[R-sig-ME] p-values vs likelihood ratios

Ben Bolker bbolker at gmail.com
Tue Feb 22 04:20:41 CET 2011


On 11-02-21 09:45 AM, Mike Lawrence wrote:
> On Mon, Feb 21, 2011 at 9:24 AM, Ben Bolker <bbolker at gmail.com> wrote:
>>  I don't see why you're using AIC differences here.
> 
> My understanding it that taking the difference of the values resulting
> from AIC() is equivalent to computing the likelihood ratio then
> applying the AIC correction to account for the different number of
> parameters in each model (then log-transforming at the end).

 Yes, but a considerably different interpretation.

> My original exposure to likelihood ratios (and the AIC/BIC correction
> thereof) comes from Glover & Dixon (2004,
> http://www.psych.ualberta.ca/~pdixon/Home/Preprints/EasyLRms.pdf), who
> describe the raw likelihood ratio as inappropriately favoring the
> model with more parameters because more complex models have the
> ability to fit noise more precisely than less complex models. Hence
> application of some form of correction to account for the differential
> complexity of the models being compared.

  For another (entertaining) take on these subjects, I recommend Lindsey
1999, "Some Statistical Heresies" <http://www.jstor.org/stable/2680893>
 *Some* sort of calibration needs to be done to correct for model
complexity, but I'm not wild about AIC because it's originally framed in
terms of prediction, not testing ...
> 
> I wonder, however, whether cross validation might be a less
> controversial approach to achieving fair comparison of two models that
> differ in parameter number. That is, fit the models to a subset of the
> data, then compute the likelihoods on another subset of the data. I'll
> play around with this idea and report back any interesting findings...
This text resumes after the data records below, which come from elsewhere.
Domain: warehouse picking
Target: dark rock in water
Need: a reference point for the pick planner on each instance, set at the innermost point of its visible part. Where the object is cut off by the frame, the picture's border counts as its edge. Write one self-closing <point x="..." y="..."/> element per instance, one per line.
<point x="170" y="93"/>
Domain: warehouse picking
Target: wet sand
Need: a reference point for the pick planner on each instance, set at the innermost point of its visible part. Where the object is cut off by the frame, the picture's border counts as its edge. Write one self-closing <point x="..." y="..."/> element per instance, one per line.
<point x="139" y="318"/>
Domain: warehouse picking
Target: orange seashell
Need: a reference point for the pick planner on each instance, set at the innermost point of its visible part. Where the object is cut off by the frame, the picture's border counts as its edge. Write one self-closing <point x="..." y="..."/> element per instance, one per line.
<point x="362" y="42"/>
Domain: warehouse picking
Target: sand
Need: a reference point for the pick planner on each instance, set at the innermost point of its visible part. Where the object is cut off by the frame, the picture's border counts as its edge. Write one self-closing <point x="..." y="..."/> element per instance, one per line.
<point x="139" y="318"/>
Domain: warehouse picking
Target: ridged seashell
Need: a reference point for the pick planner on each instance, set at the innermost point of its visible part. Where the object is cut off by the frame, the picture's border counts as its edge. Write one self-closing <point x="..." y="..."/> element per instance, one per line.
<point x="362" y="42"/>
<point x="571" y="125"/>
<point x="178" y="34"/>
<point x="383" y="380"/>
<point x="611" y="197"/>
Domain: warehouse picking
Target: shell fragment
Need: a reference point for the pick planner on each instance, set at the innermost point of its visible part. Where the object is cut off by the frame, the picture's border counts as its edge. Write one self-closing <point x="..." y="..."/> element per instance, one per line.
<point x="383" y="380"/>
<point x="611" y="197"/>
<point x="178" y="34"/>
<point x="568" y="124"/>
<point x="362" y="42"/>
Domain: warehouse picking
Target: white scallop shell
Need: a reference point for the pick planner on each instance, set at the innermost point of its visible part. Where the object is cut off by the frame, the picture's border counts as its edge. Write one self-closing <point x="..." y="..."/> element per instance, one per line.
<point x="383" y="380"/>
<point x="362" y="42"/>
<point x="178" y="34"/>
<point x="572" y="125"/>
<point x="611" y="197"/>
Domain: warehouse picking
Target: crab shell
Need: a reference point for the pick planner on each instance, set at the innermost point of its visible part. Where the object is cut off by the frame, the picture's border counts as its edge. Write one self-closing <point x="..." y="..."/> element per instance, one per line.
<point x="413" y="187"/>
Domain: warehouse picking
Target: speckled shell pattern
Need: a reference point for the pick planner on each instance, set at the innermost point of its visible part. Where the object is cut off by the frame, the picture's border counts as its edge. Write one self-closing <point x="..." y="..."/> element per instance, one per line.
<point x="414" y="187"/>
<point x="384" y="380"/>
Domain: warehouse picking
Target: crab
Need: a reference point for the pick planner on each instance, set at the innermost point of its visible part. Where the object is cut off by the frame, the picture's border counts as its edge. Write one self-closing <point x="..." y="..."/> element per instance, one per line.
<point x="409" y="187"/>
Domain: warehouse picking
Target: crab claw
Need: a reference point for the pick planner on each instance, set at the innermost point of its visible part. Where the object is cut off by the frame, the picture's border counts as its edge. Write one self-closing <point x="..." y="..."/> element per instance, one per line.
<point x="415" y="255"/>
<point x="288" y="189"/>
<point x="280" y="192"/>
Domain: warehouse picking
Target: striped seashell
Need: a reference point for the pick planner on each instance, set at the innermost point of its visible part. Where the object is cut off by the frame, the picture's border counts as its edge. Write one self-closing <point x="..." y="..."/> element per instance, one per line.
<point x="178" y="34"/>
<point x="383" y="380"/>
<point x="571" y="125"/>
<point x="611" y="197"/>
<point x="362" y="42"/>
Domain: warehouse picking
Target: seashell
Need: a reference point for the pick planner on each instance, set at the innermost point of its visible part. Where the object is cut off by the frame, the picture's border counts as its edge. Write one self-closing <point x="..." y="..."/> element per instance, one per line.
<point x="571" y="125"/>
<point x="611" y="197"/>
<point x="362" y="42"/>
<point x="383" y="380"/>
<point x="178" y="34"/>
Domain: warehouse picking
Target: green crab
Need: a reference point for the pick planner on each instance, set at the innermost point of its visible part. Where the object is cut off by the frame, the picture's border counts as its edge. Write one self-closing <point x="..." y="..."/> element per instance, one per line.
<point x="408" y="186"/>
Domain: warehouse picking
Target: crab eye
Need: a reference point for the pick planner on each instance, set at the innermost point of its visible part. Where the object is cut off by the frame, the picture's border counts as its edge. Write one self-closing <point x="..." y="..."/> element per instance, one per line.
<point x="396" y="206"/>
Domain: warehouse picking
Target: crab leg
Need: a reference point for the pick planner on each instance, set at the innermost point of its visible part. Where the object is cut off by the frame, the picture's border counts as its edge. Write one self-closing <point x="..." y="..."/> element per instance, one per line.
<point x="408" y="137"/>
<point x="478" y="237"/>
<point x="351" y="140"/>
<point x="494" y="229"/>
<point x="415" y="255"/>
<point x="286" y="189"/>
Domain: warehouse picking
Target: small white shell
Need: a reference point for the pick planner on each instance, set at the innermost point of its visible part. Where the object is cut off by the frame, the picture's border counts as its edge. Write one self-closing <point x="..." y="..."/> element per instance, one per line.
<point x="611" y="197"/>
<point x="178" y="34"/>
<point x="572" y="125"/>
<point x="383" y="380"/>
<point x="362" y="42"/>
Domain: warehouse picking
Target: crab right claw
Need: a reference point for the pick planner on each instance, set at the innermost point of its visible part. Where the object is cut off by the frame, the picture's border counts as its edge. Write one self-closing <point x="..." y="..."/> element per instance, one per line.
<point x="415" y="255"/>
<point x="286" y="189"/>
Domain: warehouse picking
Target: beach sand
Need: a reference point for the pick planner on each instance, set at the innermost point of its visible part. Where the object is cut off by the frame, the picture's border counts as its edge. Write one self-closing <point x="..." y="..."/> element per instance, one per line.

  Cross-validation seems better (although I'm sure it has its own
problems, besides computational complexity -- I don't know it as well so
I don't know its flaws)

> 
>>   If one is really trying to test for "evidence of an effect" I see
>> nothing wrong with a p-value stated on the basis of the null
>> distribution of deviance differences between a full and a reduced model
>> - -- it's figuring out that distribution that is the hard part. If I were
>> doing this in a Bayesian framework I would look at the credible interval
>> of the parameters (although doing this for multi-parameter effects is
>> harder, which is why some MCMC-based "p values" have been concocted on
>> this list and elsewhere).
> 
> We'll possibly have to simply disagree on the general utility of
> p-values for cumulative science (as opposed to one-off decision
> making). I do, however, agree that Bayesian credible intervals have a
> role in cumulative science insofar as they permit a means of relative
> evaluation of models that differ not in the presence of an effect but
> in the specific magnitude of the effect, as may be encountered in more
> advanced/fleshed-out areas of inquiry. Otherwise, in the context of
> areas where the simple existence of an effect is of theoretical
> interest, computing credible intervals on effects seems like overkill
> and have (from my anti-p perspective) a dangerously easy connection to
> null-hypothesis significance testing.

  I think NHST is easy to abuse but not always wrong.